Du côté de la ville de Vitoria-Gasteiz, propriétaire du stade de 1924, elle a affirmé être en mesure d’investir huit millions d’euros dans la rénovation de Mendizorroza.
Ces informations concernant le financement de 40% du projet ont été données en juin dernier. Rien n’a été annoncé depuis.

La maquette du projet [Crédits : gasteizhoy.com]

« Le plus gros investissement du l’histoire du club »

Toujours en juin 2018, le président du Deportivo Alavés, Alfonso Fernández de Trocóniz a affirmé que son club allait participer au financement du nouveau stade. Ajoutant même qu’il s’agira du plus gros financement de l’histoire du club, il souhaite montrer que le club est attaché au bon déroulement du projet.

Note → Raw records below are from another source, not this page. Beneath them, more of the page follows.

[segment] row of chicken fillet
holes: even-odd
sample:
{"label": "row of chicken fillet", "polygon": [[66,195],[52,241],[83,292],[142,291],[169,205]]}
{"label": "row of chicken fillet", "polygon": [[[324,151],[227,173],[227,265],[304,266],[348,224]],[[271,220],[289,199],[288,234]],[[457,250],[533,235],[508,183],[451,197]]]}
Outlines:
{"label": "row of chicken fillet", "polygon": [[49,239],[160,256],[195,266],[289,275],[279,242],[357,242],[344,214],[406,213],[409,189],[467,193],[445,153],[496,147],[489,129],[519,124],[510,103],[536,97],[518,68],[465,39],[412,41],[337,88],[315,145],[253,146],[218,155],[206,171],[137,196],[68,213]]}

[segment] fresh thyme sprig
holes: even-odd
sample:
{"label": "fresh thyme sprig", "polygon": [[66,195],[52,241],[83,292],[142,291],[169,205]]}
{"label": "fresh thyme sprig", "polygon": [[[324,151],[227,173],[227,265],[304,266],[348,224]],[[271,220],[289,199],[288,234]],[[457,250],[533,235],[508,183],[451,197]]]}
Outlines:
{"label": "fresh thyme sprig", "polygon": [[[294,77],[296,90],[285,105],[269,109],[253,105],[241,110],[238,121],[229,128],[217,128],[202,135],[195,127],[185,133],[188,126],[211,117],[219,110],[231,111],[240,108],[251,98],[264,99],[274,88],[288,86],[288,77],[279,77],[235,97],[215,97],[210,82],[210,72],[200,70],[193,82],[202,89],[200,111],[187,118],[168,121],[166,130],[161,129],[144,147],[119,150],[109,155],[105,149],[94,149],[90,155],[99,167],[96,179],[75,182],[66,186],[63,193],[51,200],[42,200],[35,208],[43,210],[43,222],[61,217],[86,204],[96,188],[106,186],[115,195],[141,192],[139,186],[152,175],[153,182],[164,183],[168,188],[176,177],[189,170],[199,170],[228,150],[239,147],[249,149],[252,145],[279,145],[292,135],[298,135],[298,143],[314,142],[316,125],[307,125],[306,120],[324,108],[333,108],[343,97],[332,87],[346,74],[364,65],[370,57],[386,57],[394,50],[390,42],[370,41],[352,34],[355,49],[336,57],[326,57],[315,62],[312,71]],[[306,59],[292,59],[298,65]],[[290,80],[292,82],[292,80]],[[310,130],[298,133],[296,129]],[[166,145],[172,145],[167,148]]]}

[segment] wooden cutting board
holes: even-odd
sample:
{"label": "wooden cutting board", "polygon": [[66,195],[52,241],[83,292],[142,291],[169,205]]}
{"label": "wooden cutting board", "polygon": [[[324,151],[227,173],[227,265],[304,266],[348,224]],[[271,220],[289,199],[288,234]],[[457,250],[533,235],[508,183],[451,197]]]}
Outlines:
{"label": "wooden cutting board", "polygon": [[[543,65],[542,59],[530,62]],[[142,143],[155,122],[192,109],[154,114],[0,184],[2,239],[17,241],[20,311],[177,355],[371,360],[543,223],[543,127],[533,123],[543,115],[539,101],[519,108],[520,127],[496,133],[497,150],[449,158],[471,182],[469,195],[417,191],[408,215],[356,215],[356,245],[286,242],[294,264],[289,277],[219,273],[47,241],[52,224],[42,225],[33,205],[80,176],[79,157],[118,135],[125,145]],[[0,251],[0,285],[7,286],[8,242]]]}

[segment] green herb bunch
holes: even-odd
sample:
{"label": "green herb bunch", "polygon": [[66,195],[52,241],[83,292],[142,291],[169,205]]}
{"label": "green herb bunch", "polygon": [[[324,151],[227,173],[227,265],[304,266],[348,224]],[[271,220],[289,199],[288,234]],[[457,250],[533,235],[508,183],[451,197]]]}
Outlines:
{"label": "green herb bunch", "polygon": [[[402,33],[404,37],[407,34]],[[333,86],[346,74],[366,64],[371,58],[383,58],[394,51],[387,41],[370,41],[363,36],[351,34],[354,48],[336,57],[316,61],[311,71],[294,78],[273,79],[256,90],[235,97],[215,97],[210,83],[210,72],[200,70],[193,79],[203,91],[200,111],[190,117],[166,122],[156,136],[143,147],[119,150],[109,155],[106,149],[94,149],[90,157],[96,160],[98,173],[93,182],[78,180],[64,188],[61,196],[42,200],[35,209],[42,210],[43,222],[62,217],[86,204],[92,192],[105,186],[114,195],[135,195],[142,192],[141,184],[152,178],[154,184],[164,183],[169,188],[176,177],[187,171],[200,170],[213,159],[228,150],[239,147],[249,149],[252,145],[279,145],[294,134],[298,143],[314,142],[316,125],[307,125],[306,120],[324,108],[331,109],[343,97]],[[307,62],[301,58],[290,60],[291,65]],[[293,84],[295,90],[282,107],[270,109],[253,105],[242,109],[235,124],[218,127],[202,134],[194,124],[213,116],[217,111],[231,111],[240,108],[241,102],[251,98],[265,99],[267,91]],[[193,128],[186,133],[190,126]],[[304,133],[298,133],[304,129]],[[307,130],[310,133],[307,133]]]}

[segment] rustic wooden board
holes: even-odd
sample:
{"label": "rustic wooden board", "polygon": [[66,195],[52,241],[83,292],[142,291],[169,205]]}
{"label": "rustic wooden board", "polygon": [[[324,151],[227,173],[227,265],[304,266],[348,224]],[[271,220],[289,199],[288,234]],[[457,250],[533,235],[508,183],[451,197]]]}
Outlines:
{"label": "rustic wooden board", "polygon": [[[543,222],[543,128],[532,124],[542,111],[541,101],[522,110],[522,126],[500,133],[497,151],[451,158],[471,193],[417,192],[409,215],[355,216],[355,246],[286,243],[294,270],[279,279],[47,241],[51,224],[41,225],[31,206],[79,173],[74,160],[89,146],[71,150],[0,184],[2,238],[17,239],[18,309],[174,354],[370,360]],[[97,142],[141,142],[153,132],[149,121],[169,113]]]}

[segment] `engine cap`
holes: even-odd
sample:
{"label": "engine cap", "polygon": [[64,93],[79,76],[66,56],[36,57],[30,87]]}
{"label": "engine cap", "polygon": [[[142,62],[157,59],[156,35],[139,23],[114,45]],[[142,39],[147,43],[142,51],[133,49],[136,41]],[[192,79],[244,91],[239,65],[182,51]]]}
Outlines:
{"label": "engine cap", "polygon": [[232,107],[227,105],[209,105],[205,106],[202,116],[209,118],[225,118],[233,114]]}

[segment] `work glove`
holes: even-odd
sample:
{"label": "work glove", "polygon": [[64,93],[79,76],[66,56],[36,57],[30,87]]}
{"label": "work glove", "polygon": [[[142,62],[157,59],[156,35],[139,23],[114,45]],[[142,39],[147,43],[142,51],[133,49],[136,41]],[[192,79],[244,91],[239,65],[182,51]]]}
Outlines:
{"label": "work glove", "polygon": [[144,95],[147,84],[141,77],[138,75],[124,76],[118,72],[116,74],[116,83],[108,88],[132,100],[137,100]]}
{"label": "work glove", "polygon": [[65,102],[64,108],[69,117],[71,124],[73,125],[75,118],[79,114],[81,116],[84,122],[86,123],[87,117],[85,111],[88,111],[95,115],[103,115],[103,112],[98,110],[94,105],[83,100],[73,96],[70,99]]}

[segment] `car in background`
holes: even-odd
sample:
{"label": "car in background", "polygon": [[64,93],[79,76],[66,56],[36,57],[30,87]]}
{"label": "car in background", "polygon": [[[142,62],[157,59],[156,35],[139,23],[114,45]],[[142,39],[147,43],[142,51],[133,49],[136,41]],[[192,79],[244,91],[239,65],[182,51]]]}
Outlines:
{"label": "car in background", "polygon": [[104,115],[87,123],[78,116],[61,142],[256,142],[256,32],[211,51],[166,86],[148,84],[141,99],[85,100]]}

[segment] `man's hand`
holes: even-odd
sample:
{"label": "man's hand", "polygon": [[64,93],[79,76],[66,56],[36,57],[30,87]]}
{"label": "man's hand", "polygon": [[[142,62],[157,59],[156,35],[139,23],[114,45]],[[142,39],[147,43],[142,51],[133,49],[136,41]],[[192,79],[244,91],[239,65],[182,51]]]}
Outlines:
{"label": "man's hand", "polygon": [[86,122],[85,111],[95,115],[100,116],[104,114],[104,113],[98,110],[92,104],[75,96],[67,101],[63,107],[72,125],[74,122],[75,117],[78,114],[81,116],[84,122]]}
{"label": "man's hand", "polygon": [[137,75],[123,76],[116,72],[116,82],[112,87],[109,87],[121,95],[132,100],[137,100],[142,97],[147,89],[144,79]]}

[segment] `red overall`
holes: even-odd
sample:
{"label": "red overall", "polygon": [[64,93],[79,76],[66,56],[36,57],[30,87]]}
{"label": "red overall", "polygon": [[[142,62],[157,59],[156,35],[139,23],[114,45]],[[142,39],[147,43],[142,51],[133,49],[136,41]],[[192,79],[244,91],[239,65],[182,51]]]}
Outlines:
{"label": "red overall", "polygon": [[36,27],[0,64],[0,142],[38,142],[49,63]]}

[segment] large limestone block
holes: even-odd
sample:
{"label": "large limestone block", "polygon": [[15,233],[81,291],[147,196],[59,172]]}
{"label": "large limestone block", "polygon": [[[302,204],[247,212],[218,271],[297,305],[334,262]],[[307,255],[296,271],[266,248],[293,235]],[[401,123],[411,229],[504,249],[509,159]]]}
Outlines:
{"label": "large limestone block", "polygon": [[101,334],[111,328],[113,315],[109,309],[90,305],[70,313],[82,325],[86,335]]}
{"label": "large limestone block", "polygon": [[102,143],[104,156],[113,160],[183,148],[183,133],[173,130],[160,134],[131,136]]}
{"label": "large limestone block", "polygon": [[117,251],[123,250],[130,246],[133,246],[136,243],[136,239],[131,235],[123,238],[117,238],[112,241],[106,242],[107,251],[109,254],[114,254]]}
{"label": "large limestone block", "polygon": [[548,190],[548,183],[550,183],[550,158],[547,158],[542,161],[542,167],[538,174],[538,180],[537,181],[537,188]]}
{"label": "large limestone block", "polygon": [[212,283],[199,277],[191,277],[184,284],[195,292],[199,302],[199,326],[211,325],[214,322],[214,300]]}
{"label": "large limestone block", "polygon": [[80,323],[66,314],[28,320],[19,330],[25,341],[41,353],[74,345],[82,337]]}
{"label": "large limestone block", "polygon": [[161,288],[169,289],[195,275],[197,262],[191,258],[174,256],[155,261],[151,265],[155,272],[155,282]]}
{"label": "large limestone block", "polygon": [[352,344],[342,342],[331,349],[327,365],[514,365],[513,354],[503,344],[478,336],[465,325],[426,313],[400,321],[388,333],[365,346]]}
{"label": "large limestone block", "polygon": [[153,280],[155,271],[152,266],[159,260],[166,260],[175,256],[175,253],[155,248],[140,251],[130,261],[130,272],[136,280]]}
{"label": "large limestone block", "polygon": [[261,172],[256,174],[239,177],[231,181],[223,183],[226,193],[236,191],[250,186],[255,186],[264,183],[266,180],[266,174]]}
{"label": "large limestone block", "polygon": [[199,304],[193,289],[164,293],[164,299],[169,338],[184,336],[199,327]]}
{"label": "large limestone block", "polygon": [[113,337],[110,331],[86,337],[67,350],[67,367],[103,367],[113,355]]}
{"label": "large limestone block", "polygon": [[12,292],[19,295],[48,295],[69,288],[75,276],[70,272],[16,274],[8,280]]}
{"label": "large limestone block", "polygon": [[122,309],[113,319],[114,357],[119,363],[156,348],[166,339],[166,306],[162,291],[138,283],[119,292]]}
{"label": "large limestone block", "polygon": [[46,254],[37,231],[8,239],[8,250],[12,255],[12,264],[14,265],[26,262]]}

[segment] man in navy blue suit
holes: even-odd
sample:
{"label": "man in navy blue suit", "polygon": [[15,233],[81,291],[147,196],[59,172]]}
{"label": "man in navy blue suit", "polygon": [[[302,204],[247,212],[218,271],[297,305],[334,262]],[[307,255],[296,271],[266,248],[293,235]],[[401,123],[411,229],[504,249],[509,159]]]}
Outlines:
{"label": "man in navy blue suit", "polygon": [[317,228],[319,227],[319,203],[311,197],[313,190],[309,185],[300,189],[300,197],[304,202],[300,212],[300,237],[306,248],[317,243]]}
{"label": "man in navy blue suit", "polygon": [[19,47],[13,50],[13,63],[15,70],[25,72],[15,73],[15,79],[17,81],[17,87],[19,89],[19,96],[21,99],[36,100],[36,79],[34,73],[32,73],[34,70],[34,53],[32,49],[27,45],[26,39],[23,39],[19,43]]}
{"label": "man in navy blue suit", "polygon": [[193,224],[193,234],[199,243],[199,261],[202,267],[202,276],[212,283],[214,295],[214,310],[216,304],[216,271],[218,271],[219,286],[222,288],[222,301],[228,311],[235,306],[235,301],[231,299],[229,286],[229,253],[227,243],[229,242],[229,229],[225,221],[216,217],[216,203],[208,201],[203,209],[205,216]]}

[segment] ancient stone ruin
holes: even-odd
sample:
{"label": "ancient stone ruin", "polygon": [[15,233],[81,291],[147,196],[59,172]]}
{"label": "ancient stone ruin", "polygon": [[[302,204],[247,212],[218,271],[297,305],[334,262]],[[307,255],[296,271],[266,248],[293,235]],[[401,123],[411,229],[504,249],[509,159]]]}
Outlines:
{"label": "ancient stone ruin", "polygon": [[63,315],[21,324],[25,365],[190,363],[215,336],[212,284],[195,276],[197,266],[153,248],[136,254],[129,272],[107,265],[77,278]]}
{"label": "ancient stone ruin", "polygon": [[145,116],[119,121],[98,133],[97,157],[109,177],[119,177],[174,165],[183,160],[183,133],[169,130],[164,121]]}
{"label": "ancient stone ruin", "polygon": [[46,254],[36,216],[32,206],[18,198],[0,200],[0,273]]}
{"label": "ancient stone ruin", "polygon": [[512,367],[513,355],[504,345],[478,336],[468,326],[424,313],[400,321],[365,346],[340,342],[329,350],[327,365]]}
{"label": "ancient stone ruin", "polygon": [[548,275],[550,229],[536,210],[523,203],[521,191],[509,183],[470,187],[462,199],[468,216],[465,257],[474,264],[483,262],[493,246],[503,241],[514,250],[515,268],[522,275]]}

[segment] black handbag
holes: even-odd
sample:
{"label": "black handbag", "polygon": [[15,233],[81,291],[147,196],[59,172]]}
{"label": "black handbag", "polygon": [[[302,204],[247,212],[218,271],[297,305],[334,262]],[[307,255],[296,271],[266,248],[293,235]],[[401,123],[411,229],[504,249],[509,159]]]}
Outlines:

Le discours du président a aussi servi pour justifier l’abandon des objectifs de gros recrutements pendant le mercato. Ce qui n’a pourtant pas empêché Alavés de sortir un total de 12 millions d’euros lors de l’été 2017. Des joueurs comme le défenseur Rodrigo Ely (Arrivé de l’AC Milan pour 3 millions d’euros) ou l’ailier Burgui (Arrivée du Real Madrid pour 3 millions d’euros) ont posé leurs bagages en terres basques.

Cet été, l’Alavés s’est visiblement remémoré son désir d’un stade moderne, en économisant trois millions d’euros par rapport à l’année précédente. Sûrement pas encore assez pour prétendre pouvoir financer les 60% restants du Mendizorroza.
D’après ce qui a été annoncé par Alfonso Fernández de Trocóniz, les revenus des droits TV seront en très grande partie investis dans ce projet.

Le nouveau Mendizorroza, en synthèse [Crédits : kirolexpres.com]

Toujours pas de date de livraison prévue

Vous l’aurez compris, le projet – vidéo + maquette – a été présenté au public à la fin du mois de décembre 2016. Presque deux ans plus tard, uniquement 40% du financement du nouveau stade est réuni. Certains supporters babazorros commencent à voir ce Mendizorroza davantage comme une utopie.

De plus, les prémices d’une polémique se sont fait sentir en juin dernier. C’est en effet à cette période que le maire de Vitoria-Gasteiz, Gorka Urtaran a évoqué la possibilité d’une piste d’athlétisme au sein du nouveau Mendizorroza.
Ceci se ferait avec la complicité de la Fédération Espagne d’Athlétisme, est-il donc possible d’imaginer une participation financière de cette dernière au projet ?

D’autant que cette possibilité n’avait jamais été évoquée. La maquette du stade, ainsi que sa vidéo en trois dimensions, ne montraient aucune piste d’athlétisme. Plus contradictoire encore, le bulletin officiel du Deportivo Alavés louait la proximité entre les supporters et la pelouse.

Observation de la maquette par un supporter [Crédits : elcorreo.com]

Il n’y a plus de doute. Le projet du Mendizorroza XXIe siècle est encore loin d’être conclu. Cependant, il serait étonnant qu’il ne voit pas le jour, avec ou sans piste d’athlétisme.